OTX2 is a transcription factor and known driver in medulloblastoma (MB), where it is amplified in a subset of tumours and overexpressed in most cases of group 3 and group 4 MB. Here we demonstrate a noncanonical role for OTX2 in group 3 MB alternative splicing. OTX2 associates with the large assembly of splicing regulators complex through protein–protein interactions and regulates a stem cell splicing program. OTX2 can directly or indirectly bind RNA and this may be partially independent of its DNA regulatory functions. OTX2 controls a pro-tumorigenic splicing program that is mirrored in human cerebellar rhombic lip origins. Among the OTX2-regulated differentially spliced genes, PPHLN1 is expressed in the most primitive rhombic lip stem cells, and targeting PPHLN1 splicing reduces tumour growth and enhances survival in vivo. These findings identify OTX2-mediated alternative splicing as a major determinant of cell fate decisions that drive group 3 MB progression.
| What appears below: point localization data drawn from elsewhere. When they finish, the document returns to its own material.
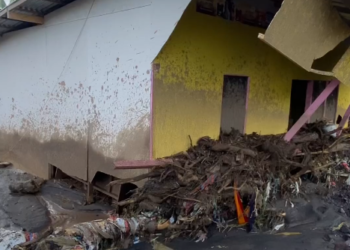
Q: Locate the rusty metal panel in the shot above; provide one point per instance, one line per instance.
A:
(306, 30)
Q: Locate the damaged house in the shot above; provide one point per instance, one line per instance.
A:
(88, 83)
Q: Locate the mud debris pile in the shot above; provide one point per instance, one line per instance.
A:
(231, 182)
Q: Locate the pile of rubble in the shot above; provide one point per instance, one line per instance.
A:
(231, 182)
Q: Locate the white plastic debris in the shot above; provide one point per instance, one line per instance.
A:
(330, 127)
(278, 227)
(267, 192)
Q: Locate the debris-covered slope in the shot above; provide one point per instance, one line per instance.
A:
(231, 182)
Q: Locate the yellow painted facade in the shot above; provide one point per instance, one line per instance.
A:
(188, 84)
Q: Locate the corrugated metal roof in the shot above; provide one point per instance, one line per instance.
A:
(27, 8)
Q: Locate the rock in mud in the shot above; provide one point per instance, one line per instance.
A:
(25, 187)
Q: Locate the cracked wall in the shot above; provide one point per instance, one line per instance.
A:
(77, 90)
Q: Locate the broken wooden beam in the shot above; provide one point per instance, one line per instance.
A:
(311, 110)
(344, 120)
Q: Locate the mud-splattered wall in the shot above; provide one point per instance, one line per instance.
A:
(76, 91)
(188, 85)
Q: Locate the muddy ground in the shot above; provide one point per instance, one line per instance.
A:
(312, 221)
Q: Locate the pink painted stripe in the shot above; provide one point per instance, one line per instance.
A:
(151, 117)
(141, 164)
(246, 105)
(344, 120)
(311, 110)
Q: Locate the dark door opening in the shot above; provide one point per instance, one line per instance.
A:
(327, 111)
(234, 99)
(297, 101)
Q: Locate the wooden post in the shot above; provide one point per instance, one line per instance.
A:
(311, 110)
(344, 120)
(309, 92)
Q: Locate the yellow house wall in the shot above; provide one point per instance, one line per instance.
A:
(188, 84)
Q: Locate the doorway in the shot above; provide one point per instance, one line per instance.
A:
(234, 103)
(297, 101)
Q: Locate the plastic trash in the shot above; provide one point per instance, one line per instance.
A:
(9, 238)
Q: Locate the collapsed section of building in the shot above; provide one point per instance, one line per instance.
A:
(103, 81)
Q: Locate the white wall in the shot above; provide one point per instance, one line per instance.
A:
(84, 77)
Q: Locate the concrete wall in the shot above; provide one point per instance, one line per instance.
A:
(188, 85)
(76, 92)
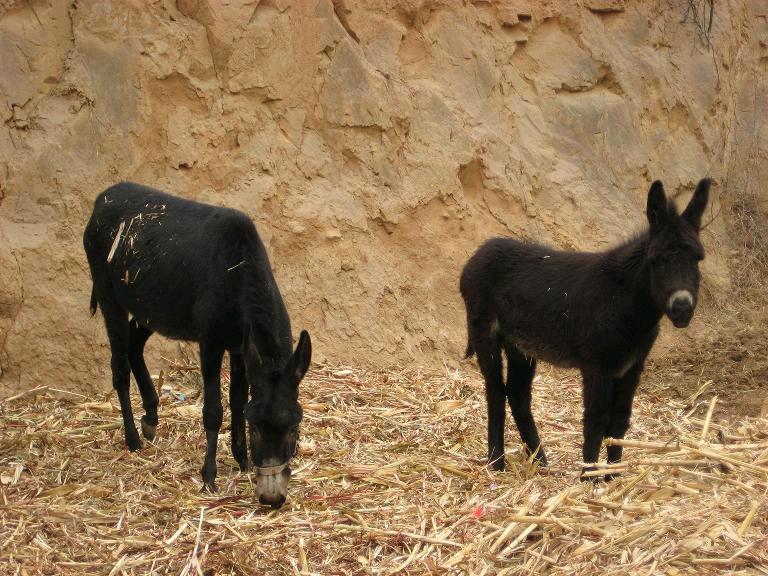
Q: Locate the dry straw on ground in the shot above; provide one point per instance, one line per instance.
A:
(389, 481)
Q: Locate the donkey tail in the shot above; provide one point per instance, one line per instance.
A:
(94, 301)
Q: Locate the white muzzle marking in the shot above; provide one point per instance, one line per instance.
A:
(272, 481)
(680, 295)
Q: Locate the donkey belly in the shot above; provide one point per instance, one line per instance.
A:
(544, 350)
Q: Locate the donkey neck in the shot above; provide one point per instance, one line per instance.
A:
(263, 309)
(630, 268)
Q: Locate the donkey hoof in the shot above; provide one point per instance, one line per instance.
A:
(149, 430)
(539, 457)
(497, 465)
(589, 478)
(209, 488)
(132, 440)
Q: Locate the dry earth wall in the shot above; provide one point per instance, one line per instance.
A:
(375, 143)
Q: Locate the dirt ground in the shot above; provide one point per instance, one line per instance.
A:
(728, 359)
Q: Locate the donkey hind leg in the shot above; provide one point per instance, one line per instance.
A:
(137, 338)
(597, 416)
(238, 396)
(116, 322)
(488, 350)
(210, 363)
(520, 371)
(621, 411)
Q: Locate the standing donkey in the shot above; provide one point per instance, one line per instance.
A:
(196, 272)
(598, 312)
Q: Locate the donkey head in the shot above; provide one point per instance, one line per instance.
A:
(273, 416)
(674, 252)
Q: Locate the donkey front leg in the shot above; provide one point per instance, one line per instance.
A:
(138, 336)
(597, 416)
(116, 321)
(489, 358)
(621, 411)
(210, 363)
(520, 371)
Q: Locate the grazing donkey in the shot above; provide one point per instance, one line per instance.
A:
(196, 272)
(598, 312)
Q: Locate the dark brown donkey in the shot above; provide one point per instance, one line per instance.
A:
(196, 272)
(598, 312)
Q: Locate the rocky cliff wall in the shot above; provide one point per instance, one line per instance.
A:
(375, 143)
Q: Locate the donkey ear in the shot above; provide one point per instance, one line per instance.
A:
(698, 203)
(657, 205)
(300, 359)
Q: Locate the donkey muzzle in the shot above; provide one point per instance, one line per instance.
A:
(272, 484)
(680, 308)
OTX2 是髓母细胞瘤 (MB) 中的转录因子和已知驱动因素，它在肿瘤的子集中扩增，并在第 3 组和第 4 组 MB 的大多数病例中过表达。在这里，我们展示了 OTX2 在 3 MB 组选择性剪接中的非规范作用。 OTX2 通过蛋白质-蛋白质相互作用与大量剪接调节复合物结合，并调节干细胞剪接程序。 OTX2可以直接或间接结合RNA，这可能部分独立于其DNA调节功能。 OTX2控制促肿瘤发生剪接程序，该程序反映在人类小脑菱形唇起源中。在OTX2调控的差异剪接基因中，PPHLN1在最原始的菱形唇干细胞中表达，靶向PPHLN1剪接可减少肿瘤生长并提高体内存活率。这些发现确定 OTX2 介导的选择性剪接是驱动第 3 组 MB 进展的细胞命运决定的主要决定因素。